Safety concerns and fire risks run throughout the waste and recycling and waste to energy sectors and also relate to the crucial part insurers need to play in driving up safety standards. James Mountain, sales and marketing director at Fire Shield Systems, discusses some of the issues involved.
OPINION: The storage of combustible materials, the constant use of machinery and waste’s naturally ability to heat over time all increase fire risks. While the Environment Agency (EA) has outlined the requirement for Fire Prevention Plans (FPPs) for all sites, improvement is still needed to ensure maximum safety. Insurers are crucial for driving this change.
Although the EA has made FPPs mandatory for all sites, often these will only state the need to install ‘a suppression solution’, which can result in a general lack of effective fire prevention and suppression systems across the industry. Often, these decisions are driven by costs, which can mean that sites unknowingly cut corners in selecting cheaper systems that don’t address the individual risks of the site.
Insured systems are often the result of a manufacturer’s deal. For example, a forklift truck can be pre-fitted with a vehicle fire suppression system, installed as part of a bulk deal with a manufacturer. However, this ‘blanket’ approach to fire suppression fails to address the unique operating conditions and environment that a piece of machinery may be in.
As most insurance underwriting templates simply stipulate the need for ‘an approved system’, businesses often only implement the measures needed to pass the minimal approval requirements. This is where insurers have a key role to play in driving up standards.
Insurers need to make use of certification bodies to inform decisions, such as FM, Vds, LPCB, SPCR (P-Mark). An FM approval mark, for example, signifies that the manufacturer has undertaken extensive auditing and testing protocols to ensure that a solution has been stringently evaluated for a specific application. The SPCR 199 fire test protocol evaluates the effectiveness of fire protection systems for heavy vehicles and machinery.
Insurers need to recommend the right systems for the right sites and environments, and education is crucial for that. It’s a win-win scenario. Standards and third party testing protocols can give greater clarity on how suitable systems are, allowing businesses to make the right decision for their individual needs. For insurers, a safer site means decreased fire risk, reducing pay out claims and costs.
The evolving nature of safety
The waste sector has long been seen as a ‘rogue’ operating area. With the EA becoming heavier handed with the implementation of safety legislation, the industry has moved forward. However, there’s still a way to go.
A number of factors are currently influencing risk within the sector, including Brexit and the resulting implications of the Basel Convention regulations.
Since 1 January 2021, the transport of waste between the UK and the EU is now subject to the Basel Convention regulations instead of EU regulation.
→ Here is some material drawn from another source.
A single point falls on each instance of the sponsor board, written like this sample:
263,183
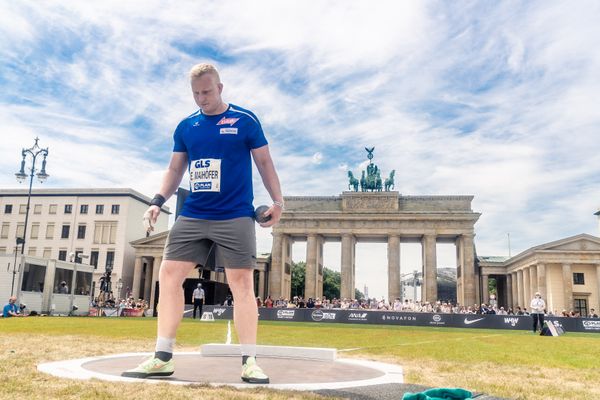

For the waste sector, recent amendments to the Basel Convention on plastic waste has resulted in plastic waste streams needing ‘prior notification’ before shipment. ‘Green List’ controls allow separated single stream plastics to move without prior informed consent, so long as they have been made with all non-OECD countries directly.
These agreements are not yet in place and do not cover all types of plastic waste, meaning it is likely that additional delays will occur, resulting in waste handling facilities having to store plastic waste for extended periods and operate closer to storage capacity. This subsequently increases fire risk and a site’s reliance on its fire detection and suppression systems.
The EA will continue to drive up fire safety measures for the industry. To aid this, the insurance industry needs to adopted effective safety standards, such as the FM approval and SPCR (P-Mark), to decrease the use of substandard fire prevention and suppression systems.
Fire protection relies on selecting and insuring the right systems for individual sites. As such, insurers need to consider individual operating environments. That is paramount for driving up safety standards.